For a disability extension to be available, the following criteria must occur:

1) The qualifying event must be attributed to termination of employment or a reduction in hours; and

2) A qualified beneficiary must be considered disabled by the Social Security Administration at any time during the first 60 days of COBRA coverage; and

3) The qualified beneficiary must notify the plan administrator of the disability determination within 60 days after the latest of a) the date of the Social Security disability determination, b) the date of the qualifying event, c) the date of the loss of coverage associated with the qualifying event, or d) the date the qualified beneficiary is informed of the requirement to provide notice of a disability, such as through the COBRA Initial Notice or a Summary Plan Description (SPD); and

4) The qualified beneficiary must provide notice to the plan administrator before the end of the 18-month period following the qualifying event.

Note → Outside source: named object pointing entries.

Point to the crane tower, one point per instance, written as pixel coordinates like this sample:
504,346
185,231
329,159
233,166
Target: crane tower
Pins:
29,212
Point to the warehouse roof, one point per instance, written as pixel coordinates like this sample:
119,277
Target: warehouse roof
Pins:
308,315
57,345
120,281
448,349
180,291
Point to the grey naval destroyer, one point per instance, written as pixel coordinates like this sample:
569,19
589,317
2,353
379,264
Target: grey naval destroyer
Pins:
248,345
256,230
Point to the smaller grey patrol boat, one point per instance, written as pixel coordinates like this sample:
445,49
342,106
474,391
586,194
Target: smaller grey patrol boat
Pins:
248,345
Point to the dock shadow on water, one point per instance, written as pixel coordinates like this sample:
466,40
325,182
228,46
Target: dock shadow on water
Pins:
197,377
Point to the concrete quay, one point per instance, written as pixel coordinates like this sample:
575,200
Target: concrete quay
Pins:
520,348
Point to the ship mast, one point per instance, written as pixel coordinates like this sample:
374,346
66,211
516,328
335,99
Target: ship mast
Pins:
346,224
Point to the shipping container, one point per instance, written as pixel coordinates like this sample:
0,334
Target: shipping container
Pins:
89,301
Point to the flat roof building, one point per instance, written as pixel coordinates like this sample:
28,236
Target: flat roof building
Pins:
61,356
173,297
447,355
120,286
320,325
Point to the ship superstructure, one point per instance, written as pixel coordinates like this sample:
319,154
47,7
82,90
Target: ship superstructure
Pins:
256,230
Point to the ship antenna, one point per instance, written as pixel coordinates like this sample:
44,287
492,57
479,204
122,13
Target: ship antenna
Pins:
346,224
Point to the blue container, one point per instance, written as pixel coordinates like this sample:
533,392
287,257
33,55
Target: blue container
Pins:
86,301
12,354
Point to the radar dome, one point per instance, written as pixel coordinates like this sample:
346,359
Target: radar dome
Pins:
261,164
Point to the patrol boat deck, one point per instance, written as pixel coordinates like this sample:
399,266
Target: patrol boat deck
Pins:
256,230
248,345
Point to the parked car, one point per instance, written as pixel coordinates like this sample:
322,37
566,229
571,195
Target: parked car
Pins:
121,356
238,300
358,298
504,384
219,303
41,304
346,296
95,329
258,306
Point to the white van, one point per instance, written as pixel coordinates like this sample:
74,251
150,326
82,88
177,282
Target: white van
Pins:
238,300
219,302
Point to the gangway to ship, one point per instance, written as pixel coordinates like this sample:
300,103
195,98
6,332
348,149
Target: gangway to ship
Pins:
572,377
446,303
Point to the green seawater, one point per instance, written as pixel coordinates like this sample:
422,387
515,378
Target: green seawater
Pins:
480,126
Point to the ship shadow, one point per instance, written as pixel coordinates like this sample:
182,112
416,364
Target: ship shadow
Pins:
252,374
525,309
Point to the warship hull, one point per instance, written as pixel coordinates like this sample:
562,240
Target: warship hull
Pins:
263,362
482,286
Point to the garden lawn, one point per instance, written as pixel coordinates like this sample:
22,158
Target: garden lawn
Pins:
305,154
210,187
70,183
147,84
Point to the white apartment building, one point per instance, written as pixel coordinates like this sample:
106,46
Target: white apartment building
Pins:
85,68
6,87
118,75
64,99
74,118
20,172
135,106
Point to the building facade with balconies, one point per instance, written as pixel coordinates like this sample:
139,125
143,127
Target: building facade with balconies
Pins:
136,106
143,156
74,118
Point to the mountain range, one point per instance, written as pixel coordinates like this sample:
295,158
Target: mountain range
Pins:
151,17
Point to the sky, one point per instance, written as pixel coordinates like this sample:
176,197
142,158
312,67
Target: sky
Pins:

Although the primary purpose of the extension of coverage is to allow the disabled qualified beneficiary to remain on COBRA until they are eligible for Medicare, the disability extension applies to all qualified beneficiaries. That means all family members who had coverage at the time of the qualifying event are eligible to receive an extra 11 months of COBRA coverage, not just the disabled family member. This is true even if the disabled family member does not elect COBRA because the extension applies independently to each of the qualified beneficiaries. This is confirmed in Treas. Reg §54.4980B-8 Q/A-1(b), Example 2.

During the first 18 months of COBRA coverage that are attributed to a loss of coverage because of termination of employment or a reduction in hours, the plan administrator may charge qualified beneficiaries up to 102% of the plan premium. During the 11-month disability extension, the plan administrator may charge qualified beneficiaries up to 150% of the plan premium.

It should be noted that a disability extension is not the only way that the maximum duration of COBRA coverage can be extended. For example, there could be secondary qualifying events that occur, but those topics are not addressed in this article.